Por eso, cantamos con María que nuestra alma proclama, ¿qué?, ¿nuestra grandeza?, no, la grandeza del Señor. El mundo está patas arriba. Todo lo contrario de lo que creíamos. Nosotros somos humildes: el Señor ha mirado la humillación de su esclava, dice María con nosotros. Porque es así, todos felicitaremos a María. Quien tiene la fuerza y el poder no es María, ni siquiera nosotros, sino el Todopoderoso, con un todopoder de misericordia y de ternura, de Padre y de Madre, que ahora se nos hace patente, en María y en el fruto de su vientre. Es ahora cuando su misericordia se hace realidad definitiva. Los humildes, los que tienen hambre. Estos son los bienaventurados; en ellos se hace pura patencia la buena aventura de la salvación. Dios no se ha olvidado de la misericordia con su pueblo. Puede que sólo quedara un pequeño resto de creyentes, de esperantes, de confiantes, de humildes del Señor. Mas es en ellos, en María, en nosotros, ¿en nosotros?, ¿en ti y en mí?, donde se está mostrando de modo definitivo la ternura del Señor con fuerza y todopoder de misericordia con nosotros, contigo y conmigo, y con todos. Grande lo que acontece entre nosotros, en María, Virgen, en el vientre santo, salvación para todos. ¿Para los prepotentes, para los ricos, para los orgullosos de sí mismos y de “los nuestros”, para los soberbios, para los colmados, para los epulones? No, para esos nada. Para los humildes, para los pobres, para los recatados, para aquellos a los que falta de todo, para el pobre Lázaro al que ni siquiera se le dan las migajas. Ahí, entre ellos, es donde está el fruto del vientre de María, Virgen, y José, y el burrito. ¿Qué hace un burro junto a Jesús?, lo suyo, lo que sabe hacer tan bien, rebuznar y, de vez en cuando, echar coces al aire: ¡pero allí está, junto a la pequeña familia de los humildes, los preferidos del Señor! Los demás, ¿qué?, ¿serán condenados al fuego eterno?
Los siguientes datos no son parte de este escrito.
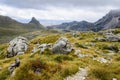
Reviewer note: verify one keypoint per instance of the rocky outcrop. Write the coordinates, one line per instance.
(13, 66)
(112, 37)
(17, 46)
(62, 46)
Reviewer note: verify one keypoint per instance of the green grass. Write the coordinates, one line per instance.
(59, 66)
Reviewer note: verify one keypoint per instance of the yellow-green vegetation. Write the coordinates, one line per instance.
(58, 66)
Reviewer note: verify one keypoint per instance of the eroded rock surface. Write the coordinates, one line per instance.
(17, 46)
(62, 46)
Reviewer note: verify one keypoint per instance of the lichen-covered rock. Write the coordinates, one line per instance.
(62, 46)
(44, 46)
(13, 66)
(17, 46)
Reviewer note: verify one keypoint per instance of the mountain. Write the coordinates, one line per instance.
(78, 26)
(10, 28)
(110, 20)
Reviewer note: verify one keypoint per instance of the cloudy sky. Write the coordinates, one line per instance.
(55, 11)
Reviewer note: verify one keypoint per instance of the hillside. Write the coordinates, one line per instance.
(10, 27)
(110, 20)
(95, 55)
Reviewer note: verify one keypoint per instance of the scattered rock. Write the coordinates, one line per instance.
(62, 46)
(101, 60)
(112, 48)
(17, 46)
(77, 52)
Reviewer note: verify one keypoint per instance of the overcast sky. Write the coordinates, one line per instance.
(61, 10)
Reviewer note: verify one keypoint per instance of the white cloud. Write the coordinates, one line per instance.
(56, 13)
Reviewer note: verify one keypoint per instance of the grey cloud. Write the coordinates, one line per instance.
(62, 3)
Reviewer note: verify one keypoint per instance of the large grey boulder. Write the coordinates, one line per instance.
(17, 46)
(42, 47)
(62, 46)
(13, 66)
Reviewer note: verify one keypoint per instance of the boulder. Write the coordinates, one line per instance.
(44, 46)
(77, 52)
(13, 66)
(17, 46)
(112, 37)
(62, 46)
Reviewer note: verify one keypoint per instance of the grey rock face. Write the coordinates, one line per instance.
(62, 46)
(13, 66)
(17, 46)
(44, 46)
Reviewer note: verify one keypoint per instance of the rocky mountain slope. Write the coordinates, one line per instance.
(10, 27)
(110, 20)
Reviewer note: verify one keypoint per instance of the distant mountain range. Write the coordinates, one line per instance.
(110, 20)
(9, 26)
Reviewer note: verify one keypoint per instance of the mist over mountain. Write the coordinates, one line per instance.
(110, 20)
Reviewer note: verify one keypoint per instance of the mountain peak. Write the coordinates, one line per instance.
(114, 13)
(34, 21)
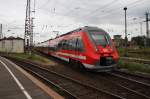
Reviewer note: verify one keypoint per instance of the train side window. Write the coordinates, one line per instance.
(79, 46)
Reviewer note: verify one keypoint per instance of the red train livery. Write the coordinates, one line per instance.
(88, 47)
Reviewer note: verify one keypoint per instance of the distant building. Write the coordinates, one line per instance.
(12, 45)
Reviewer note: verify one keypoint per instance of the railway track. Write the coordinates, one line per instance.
(143, 61)
(145, 80)
(76, 89)
(108, 84)
(128, 88)
(129, 84)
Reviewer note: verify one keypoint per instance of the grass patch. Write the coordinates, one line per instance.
(143, 53)
(133, 66)
(32, 57)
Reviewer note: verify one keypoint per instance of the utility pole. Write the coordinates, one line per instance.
(1, 31)
(126, 40)
(141, 28)
(147, 25)
(27, 25)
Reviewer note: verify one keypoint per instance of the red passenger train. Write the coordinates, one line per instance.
(89, 47)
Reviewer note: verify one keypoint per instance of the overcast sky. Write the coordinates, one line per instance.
(66, 15)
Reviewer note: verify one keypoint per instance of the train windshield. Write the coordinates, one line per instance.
(100, 38)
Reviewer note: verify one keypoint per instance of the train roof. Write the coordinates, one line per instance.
(85, 28)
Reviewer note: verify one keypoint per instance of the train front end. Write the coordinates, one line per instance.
(102, 53)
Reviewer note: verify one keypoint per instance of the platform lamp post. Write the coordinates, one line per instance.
(126, 39)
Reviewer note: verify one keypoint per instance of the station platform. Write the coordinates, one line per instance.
(16, 85)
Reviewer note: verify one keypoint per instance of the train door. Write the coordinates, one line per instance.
(79, 49)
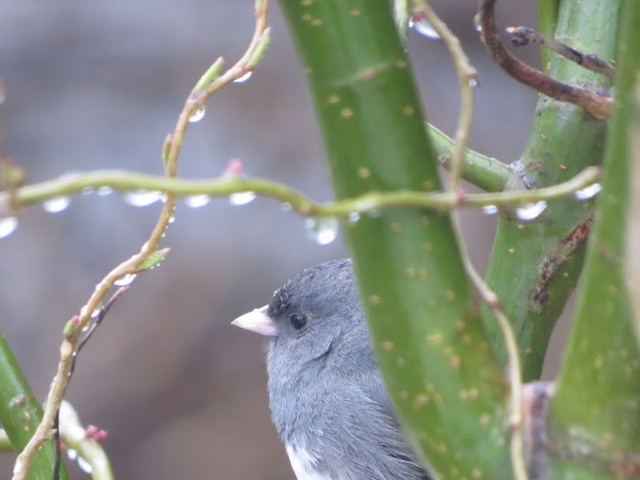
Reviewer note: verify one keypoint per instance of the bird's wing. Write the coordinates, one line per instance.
(362, 435)
(402, 455)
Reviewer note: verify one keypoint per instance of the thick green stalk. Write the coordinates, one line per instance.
(447, 386)
(548, 21)
(535, 265)
(20, 413)
(595, 412)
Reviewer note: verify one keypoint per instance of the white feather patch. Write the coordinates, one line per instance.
(304, 464)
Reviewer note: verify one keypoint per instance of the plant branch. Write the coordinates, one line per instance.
(598, 106)
(487, 173)
(466, 77)
(632, 264)
(224, 186)
(77, 437)
(205, 87)
(521, 36)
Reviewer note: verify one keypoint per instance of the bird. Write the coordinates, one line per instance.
(326, 394)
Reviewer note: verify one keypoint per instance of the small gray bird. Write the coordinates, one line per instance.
(326, 394)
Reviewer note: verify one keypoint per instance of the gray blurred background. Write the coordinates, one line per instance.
(96, 85)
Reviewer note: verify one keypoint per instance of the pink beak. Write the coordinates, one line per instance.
(257, 321)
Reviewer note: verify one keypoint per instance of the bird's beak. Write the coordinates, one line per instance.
(257, 321)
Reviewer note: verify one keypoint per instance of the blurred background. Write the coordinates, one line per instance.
(98, 85)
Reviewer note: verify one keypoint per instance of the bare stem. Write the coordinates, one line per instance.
(171, 153)
(225, 186)
(598, 106)
(487, 173)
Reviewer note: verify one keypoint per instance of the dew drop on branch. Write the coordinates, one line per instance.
(489, 209)
(8, 225)
(322, 230)
(243, 78)
(84, 465)
(125, 280)
(531, 211)
(56, 204)
(588, 192)
(197, 115)
(241, 198)
(197, 201)
(420, 24)
(142, 198)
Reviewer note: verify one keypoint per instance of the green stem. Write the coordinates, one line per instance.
(534, 270)
(594, 412)
(367, 202)
(489, 174)
(448, 389)
(20, 414)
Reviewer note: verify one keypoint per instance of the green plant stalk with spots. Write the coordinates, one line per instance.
(535, 265)
(596, 409)
(446, 384)
(20, 413)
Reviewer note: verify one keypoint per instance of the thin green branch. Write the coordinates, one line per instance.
(171, 153)
(5, 443)
(466, 79)
(89, 449)
(370, 202)
(487, 173)
(632, 264)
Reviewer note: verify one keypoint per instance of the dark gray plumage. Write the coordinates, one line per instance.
(326, 395)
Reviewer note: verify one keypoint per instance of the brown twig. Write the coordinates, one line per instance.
(521, 36)
(596, 105)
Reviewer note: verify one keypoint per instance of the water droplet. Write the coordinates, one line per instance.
(244, 77)
(241, 198)
(125, 280)
(142, 198)
(197, 201)
(84, 465)
(531, 211)
(420, 24)
(8, 225)
(588, 192)
(198, 115)
(476, 23)
(490, 209)
(322, 230)
(56, 204)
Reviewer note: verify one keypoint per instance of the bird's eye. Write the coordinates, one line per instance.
(298, 320)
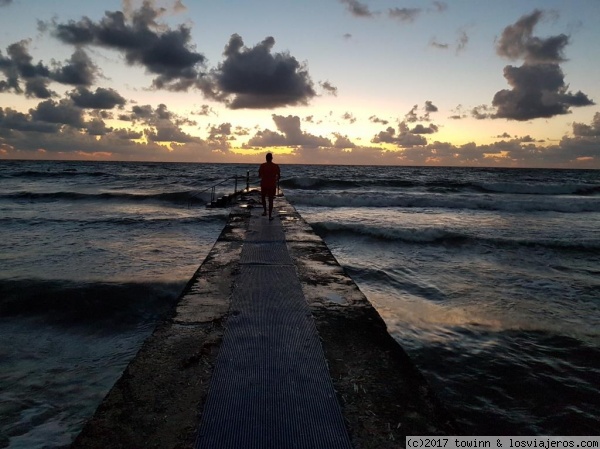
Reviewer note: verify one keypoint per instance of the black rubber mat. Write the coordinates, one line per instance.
(271, 386)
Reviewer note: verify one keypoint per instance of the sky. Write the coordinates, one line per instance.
(511, 83)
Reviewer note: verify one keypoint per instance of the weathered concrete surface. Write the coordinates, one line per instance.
(158, 401)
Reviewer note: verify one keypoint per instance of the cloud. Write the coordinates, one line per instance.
(482, 112)
(97, 127)
(329, 88)
(403, 139)
(163, 51)
(18, 67)
(256, 78)
(60, 112)
(439, 45)
(538, 87)
(349, 117)
(374, 119)
(404, 14)
(79, 70)
(537, 91)
(420, 129)
(412, 116)
(462, 41)
(11, 120)
(440, 6)
(357, 8)
(517, 42)
(430, 107)
(583, 130)
(342, 142)
(101, 99)
(290, 134)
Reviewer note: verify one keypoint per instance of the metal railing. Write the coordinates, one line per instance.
(222, 201)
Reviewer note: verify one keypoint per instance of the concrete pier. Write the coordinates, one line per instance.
(271, 345)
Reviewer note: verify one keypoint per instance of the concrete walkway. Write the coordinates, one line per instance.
(271, 387)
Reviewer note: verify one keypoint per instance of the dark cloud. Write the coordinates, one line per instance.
(17, 121)
(420, 129)
(17, 66)
(38, 88)
(205, 110)
(349, 117)
(220, 132)
(482, 112)
(405, 138)
(462, 41)
(412, 116)
(79, 70)
(538, 87)
(342, 142)
(537, 91)
(583, 130)
(62, 112)
(163, 51)
(430, 107)
(329, 88)
(441, 46)
(440, 6)
(97, 127)
(256, 78)
(517, 42)
(101, 99)
(290, 134)
(374, 119)
(404, 14)
(126, 134)
(357, 8)
(168, 132)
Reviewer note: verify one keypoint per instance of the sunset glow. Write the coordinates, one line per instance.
(384, 82)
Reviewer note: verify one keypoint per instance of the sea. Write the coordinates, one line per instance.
(489, 278)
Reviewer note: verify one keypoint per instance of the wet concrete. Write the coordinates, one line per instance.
(158, 401)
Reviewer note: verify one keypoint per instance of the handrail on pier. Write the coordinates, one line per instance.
(224, 200)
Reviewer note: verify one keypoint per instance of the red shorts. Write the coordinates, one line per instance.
(268, 191)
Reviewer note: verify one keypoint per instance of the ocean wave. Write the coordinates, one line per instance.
(180, 197)
(431, 235)
(66, 173)
(446, 237)
(443, 185)
(472, 202)
(540, 189)
(117, 221)
(81, 303)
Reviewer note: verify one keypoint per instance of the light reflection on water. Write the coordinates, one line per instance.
(507, 333)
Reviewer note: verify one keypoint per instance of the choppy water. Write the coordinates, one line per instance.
(487, 277)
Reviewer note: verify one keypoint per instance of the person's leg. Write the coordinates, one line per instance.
(270, 206)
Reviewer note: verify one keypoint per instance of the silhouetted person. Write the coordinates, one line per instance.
(269, 175)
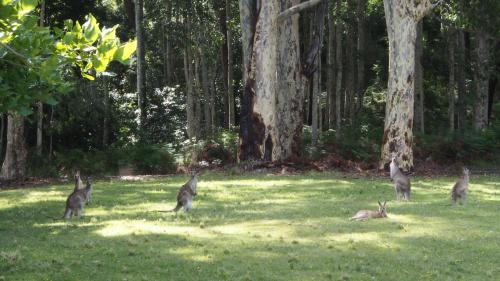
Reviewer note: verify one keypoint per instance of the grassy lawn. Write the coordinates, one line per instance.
(253, 228)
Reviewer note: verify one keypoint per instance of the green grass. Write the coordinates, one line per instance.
(253, 228)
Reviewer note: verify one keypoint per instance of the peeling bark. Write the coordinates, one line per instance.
(401, 19)
(419, 83)
(14, 164)
(271, 114)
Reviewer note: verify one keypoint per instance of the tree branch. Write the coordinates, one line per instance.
(297, 9)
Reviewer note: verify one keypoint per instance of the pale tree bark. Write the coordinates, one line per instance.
(361, 83)
(481, 77)
(14, 164)
(331, 72)
(419, 83)
(351, 63)
(271, 117)
(230, 86)
(39, 124)
(451, 79)
(141, 70)
(338, 66)
(461, 86)
(205, 82)
(190, 99)
(401, 19)
(105, 122)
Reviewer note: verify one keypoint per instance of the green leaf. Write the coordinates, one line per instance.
(125, 51)
(89, 77)
(26, 6)
(91, 29)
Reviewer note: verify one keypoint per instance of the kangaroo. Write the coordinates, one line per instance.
(401, 182)
(186, 194)
(460, 189)
(77, 199)
(367, 214)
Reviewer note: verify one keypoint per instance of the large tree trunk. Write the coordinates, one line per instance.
(401, 19)
(461, 86)
(331, 72)
(361, 52)
(271, 117)
(338, 66)
(14, 164)
(481, 78)
(141, 70)
(451, 79)
(230, 87)
(419, 83)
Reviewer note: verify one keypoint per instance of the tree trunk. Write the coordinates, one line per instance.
(361, 84)
(141, 70)
(230, 88)
(271, 117)
(451, 79)
(331, 73)
(351, 62)
(419, 83)
(206, 94)
(105, 123)
(481, 78)
(461, 87)
(190, 100)
(401, 19)
(338, 66)
(14, 164)
(39, 124)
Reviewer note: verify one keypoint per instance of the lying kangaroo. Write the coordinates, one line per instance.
(401, 182)
(367, 214)
(77, 199)
(186, 194)
(460, 189)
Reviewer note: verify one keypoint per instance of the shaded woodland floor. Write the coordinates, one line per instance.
(253, 227)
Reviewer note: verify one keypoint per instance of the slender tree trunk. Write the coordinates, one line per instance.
(351, 63)
(338, 66)
(361, 84)
(481, 78)
(105, 123)
(14, 164)
(2, 128)
(401, 19)
(461, 87)
(331, 72)
(206, 94)
(141, 70)
(39, 125)
(419, 87)
(230, 88)
(451, 79)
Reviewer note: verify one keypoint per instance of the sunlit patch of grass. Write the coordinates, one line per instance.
(253, 227)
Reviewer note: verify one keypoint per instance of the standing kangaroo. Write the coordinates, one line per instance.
(367, 214)
(186, 194)
(77, 199)
(460, 189)
(401, 182)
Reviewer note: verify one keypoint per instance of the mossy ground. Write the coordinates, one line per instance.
(253, 227)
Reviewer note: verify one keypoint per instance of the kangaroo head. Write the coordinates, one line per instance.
(382, 209)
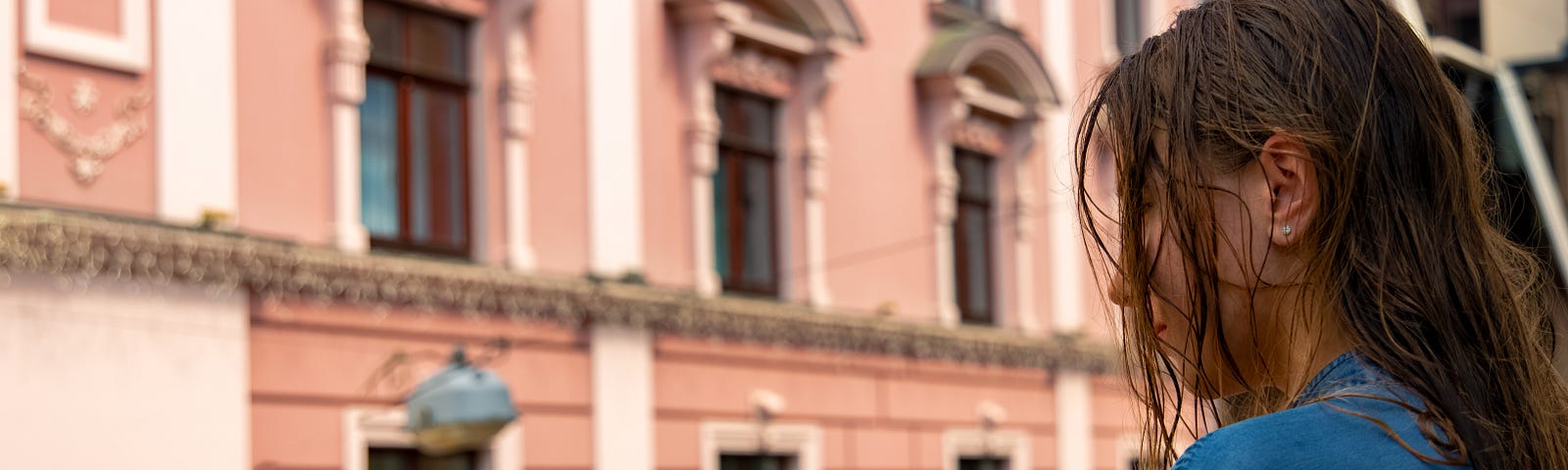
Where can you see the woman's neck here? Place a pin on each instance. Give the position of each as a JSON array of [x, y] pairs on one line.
[[1316, 339]]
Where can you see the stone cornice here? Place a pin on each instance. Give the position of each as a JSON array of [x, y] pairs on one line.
[[91, 247]]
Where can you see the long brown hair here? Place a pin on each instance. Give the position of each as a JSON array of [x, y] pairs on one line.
[[1407, 250]]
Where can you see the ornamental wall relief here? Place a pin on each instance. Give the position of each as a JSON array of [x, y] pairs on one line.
[[85, 153], [755, 70]]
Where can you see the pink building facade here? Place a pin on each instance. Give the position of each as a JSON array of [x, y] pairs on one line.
[[710, 234]]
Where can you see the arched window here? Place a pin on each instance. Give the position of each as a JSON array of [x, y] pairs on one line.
[[982, 93], [755, 74]]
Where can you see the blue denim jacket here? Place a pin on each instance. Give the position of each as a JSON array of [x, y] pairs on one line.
[[1316, 435]]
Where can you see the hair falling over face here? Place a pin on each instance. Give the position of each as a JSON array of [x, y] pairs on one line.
[[1405, 250]]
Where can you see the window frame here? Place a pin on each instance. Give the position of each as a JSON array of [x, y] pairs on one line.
[[1004, 461], [985, 204], [717, 439], [734, 154], [412, 454], [407, 77], [378, 427], [786, 461]]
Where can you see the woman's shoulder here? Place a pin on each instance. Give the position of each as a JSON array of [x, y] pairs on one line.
[[1337, 435]]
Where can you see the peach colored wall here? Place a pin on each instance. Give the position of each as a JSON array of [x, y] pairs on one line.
[[93, 15], [286, 130], [127, 184], [666, 171], [875, 412], [559, 154], [878, 201], [310, 362], [284, 133]]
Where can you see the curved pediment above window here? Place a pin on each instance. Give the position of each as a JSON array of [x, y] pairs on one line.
[[820, 20], [797, 27], [990, 67]]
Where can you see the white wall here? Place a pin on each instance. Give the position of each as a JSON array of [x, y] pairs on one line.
[[104, 376], [196, 119], [1523, 30]]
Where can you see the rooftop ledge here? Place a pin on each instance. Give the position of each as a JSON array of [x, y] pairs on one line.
[[96, 247]]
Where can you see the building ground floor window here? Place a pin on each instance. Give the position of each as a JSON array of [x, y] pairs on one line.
[[757, 462]]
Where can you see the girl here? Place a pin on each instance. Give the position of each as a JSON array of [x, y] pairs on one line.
[[1301, 227]]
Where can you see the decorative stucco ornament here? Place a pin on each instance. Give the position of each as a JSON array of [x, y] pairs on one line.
[[85, 154]]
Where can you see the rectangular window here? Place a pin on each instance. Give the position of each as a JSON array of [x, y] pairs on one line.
[[984, 464], [972, 237], [1129, 25], [412, 459], [1458, 20], [413, 130], [976, 5], [757, 462], [745, 212]]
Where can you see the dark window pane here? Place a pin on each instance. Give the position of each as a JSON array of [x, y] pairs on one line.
[[974, 176], [976, 5], [747, 119], [972, 237], [417, 168], [412, 459], [744, 204], [436, 168], [465, 461], [984, 464], [760, 221], [757, 462], [1129, 25], [436, 44], [378, 149], [721, 218], [415, 130], [977, 266], [384, 27]]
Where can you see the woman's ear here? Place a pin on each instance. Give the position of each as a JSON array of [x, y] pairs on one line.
[[1293, 179]]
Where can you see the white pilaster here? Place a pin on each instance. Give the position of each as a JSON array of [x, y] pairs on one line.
[[623, 399], [1068, 262], [815, 77], [195, 107], [347, 54], [517, 91], [615, 213], [10, 164], [945, 114]]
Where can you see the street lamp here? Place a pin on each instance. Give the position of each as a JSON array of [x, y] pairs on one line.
[[459, 409]]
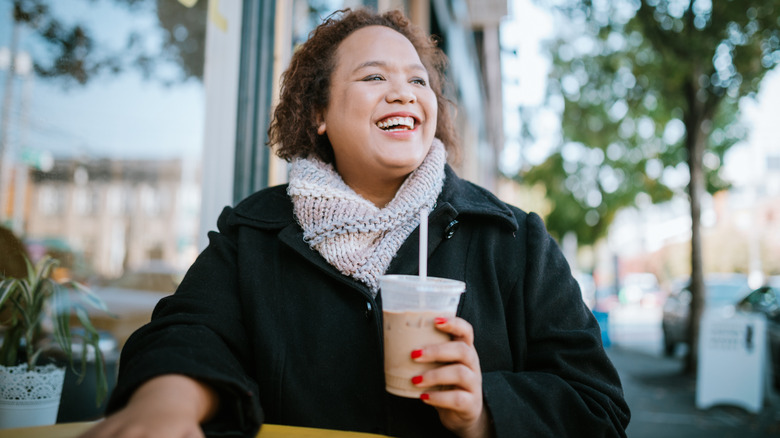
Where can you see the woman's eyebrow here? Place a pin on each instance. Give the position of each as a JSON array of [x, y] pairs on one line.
[[413, 66]]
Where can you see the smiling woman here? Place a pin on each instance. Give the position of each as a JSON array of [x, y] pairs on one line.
[[280, 318]]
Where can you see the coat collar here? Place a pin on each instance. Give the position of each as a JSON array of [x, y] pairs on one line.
[[272, 208]]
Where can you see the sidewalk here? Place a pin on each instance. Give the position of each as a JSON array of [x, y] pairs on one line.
[[662, 401]]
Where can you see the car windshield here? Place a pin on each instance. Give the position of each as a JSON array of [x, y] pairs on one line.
[[719, 294]]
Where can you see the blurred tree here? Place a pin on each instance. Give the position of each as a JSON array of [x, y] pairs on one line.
[[647, 88]]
No, ahí está lo bonito de lo que sucede estos días: acontecimiento de salvación para todos. Cosa sorprendente, ocasión para todos. El Señor de topopoder no es rencoroso y vengativo, sino tierno y misericordioso, y quiere que, con esta ocasión, viendo a María, Virgen, en el engendramiento de su hijo, en el vientre que lo porta, en el nacimiento del pobre niño —imagen y semejanza de toda carne—, en José, en el burrito, todo corazón se vuelva hacia él.

Faltan tres jornadas para que lleguen los días de la encarnación del Verbo.